Edinburgh Castle ***

In this case there were no thanks for the records which people were buying – these days, the glass slipper in a Cinderella story like Murs’s is the number of phone votes he received in X-Factor in 2009, the catalyst for his career to date.

Although to be fair, anyone who doesn’t even win a television talent show (Murs was runner-up) and is still playing to thousands of people in front of a ten-piece band eight years later surely has more going for them than just a bit of good publicity. Murs is a charmer, there’s no doubt – although, to reluctantly play the parental concern card, his Carry On innuendos showed the difficult balance of marketing a pop star to both kids and adults.

Yet his voice was strong and versatile, a natural soul singer’s instrument throughout the wistful pop of Years and Years, a duet with Louisa Johnson on recent single Unpredictable, and the low-key balladry of I Need You Now.
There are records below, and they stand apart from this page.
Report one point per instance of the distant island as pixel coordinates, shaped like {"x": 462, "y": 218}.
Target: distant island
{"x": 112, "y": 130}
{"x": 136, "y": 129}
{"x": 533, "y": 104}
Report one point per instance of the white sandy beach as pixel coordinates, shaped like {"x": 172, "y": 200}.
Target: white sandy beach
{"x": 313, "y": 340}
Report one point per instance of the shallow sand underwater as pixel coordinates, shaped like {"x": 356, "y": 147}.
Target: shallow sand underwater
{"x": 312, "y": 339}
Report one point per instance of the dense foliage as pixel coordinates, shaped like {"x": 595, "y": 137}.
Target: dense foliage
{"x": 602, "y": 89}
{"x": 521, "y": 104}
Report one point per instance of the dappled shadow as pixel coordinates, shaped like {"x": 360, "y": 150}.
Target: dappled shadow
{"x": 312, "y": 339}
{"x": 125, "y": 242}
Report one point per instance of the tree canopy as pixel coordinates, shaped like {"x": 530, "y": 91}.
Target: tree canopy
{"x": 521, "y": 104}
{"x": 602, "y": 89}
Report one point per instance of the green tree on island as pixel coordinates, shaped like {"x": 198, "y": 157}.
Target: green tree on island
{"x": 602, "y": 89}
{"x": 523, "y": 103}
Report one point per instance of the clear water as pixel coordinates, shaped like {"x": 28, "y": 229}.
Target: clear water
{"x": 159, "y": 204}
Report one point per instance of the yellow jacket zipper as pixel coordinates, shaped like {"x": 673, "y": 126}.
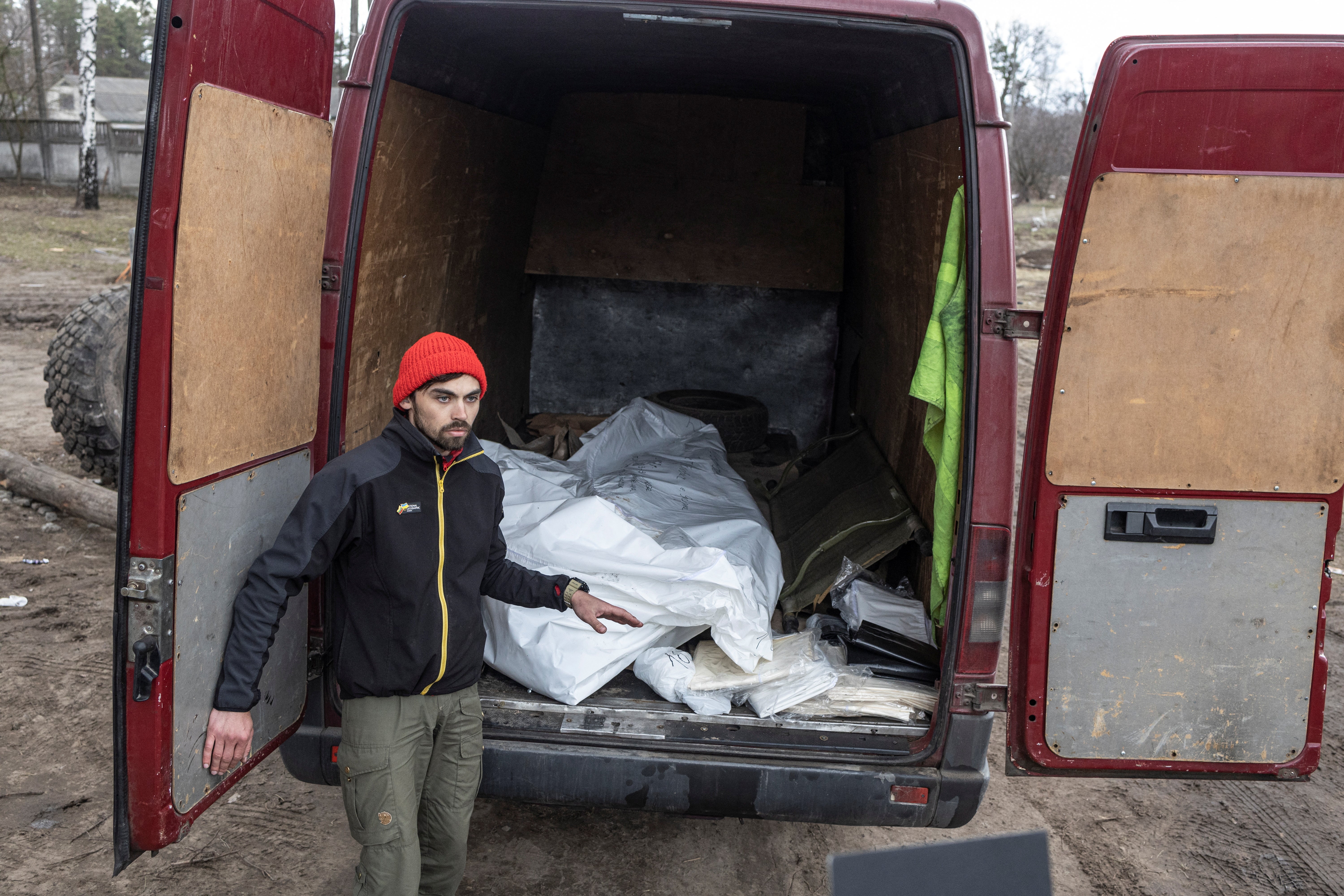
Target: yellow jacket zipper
{"x": 443, "y": 598}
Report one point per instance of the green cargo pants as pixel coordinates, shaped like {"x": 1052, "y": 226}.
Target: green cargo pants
{"x": 411, "y": 769}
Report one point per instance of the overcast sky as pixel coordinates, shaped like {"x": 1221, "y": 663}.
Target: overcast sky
{"x": 1085, "y": 29}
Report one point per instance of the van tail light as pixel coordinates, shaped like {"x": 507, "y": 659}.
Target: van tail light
{"x": 983, "y": 612}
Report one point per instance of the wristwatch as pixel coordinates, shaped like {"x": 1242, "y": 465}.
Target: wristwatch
{"x": 576, "y": 585}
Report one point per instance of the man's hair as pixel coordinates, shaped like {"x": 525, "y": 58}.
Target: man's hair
{"x": 442, "y": 379}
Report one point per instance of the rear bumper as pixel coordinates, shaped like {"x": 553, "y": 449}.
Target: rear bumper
{"x": 696, "y": 785}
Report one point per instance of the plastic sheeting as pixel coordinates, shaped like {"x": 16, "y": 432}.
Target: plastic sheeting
{"x": 861, "y": 601}
{"x": 669, "y": 671}
{"x": 650, "y": 514}
{"x": 859, "y": 694}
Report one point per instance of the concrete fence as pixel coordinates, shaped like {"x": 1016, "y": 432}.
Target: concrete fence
{"x": 120, "y": 148}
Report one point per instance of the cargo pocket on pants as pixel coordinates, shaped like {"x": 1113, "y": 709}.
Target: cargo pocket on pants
{"x": 366, "y": 784}
{"x": 471, "y": 749}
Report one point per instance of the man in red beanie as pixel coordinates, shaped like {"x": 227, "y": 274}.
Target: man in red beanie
{"x": 408, "y": 528}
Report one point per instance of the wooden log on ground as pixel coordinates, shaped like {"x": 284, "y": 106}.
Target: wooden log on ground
{"x": 61, "y": 491}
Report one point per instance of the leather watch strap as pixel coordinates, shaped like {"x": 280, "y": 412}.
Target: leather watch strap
{"x": 576, "y": 585}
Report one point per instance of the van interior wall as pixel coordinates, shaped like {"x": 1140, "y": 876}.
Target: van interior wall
{"x": 681, "y": 244}
{"x": 452, "y": 193}
{"x": 898, "y": 198}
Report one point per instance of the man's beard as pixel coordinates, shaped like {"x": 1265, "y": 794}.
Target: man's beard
{"x": 442, "y": 440}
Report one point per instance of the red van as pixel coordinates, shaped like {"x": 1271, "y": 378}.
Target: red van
{"x": 502, "y": 164}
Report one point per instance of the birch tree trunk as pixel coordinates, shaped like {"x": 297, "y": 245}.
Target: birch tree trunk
{"x": 88, "y": 125}
{"x": 41, "y": 90}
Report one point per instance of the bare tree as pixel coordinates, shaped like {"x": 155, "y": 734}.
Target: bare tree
{"x": 1045, "y": 117}
{"x": 40, "y": 90}
{"x": 17, "y": 84}
{"x": 88, "y": 124}
{"x": 1026, "y": 60}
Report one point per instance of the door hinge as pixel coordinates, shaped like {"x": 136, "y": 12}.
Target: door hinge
{"x": 1011, "y": 323}
{"x": 984, "y": 698}
{"x": 317, "y": 656}
{"x": 331, "y": 279}
{"x": 150, "y": 592}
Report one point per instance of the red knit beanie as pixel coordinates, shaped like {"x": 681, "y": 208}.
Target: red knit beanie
{"x": 432, "y": 357}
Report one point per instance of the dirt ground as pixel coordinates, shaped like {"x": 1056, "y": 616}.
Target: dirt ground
{"x": 280, "y": 836}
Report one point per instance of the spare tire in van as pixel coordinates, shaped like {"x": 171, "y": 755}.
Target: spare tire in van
{"x": 85, "y": 377}
{"x": 741, "y": 420}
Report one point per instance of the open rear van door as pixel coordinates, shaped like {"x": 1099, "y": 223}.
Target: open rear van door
{"x": 1185, "y": 454}
{"x": 222, "y": 386}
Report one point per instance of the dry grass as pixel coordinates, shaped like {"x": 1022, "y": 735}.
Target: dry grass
{"x": 42, "y": 230}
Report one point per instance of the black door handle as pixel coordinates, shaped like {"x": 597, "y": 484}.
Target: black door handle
{"x": 147, "y": 668}
{"x": 1162, "y": 523}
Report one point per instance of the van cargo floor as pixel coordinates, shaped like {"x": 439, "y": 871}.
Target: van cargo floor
{"x": 628, "y": 713}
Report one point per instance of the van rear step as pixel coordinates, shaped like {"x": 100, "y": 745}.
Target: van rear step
{"x": 626, "y": 714}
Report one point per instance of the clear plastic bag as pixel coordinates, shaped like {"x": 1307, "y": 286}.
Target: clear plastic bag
{"x": 810, "y": 676}
{"x": 858, "y": 692}
{"x": 716, "y": 671}
{"x": 859, "y": 600}
{"x": 669, "y": 671}
{"x": 800, "y": 670}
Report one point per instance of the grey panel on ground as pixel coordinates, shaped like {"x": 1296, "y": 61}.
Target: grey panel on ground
{"x": 221, "y": 530}
{"x": 1195, "y": 652}
{"x": 1007, "y": 866}
{"x": 600, "y": 343}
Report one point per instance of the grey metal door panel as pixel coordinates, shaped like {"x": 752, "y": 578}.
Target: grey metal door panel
{"x": 221, "y": 530}
{"x": 1193, "y": 653}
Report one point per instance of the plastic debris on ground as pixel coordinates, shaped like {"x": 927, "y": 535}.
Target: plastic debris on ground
{"x": 650, "y": 514}
{"x": 858, "y": 692}
{"x": 861, "y": 600}
{"x": 669, "y": 672}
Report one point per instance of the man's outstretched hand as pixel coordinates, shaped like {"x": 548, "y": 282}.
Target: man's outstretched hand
{"x": 228, "y": 741}
{"x": 592, "y": 610}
Unwittingly or otherwise, casting his ex as a panto villain before the latter (many in the audience seemed annoyed he’d ever been anything but single) wasn’t exactly chivalrous, but beyond the range of his vocal ability there’s a laddish quality to Murs. He peppered big hits including Heart Skips a Beat, Dear Darlin’ and Troublemaker with nostalgic ‘90s medleys including Montell Jordan, Ini Kamoze and Gala’s Free From Desire, a crowdpleasing strategy from a guy who works hard enough to never need another call centre job.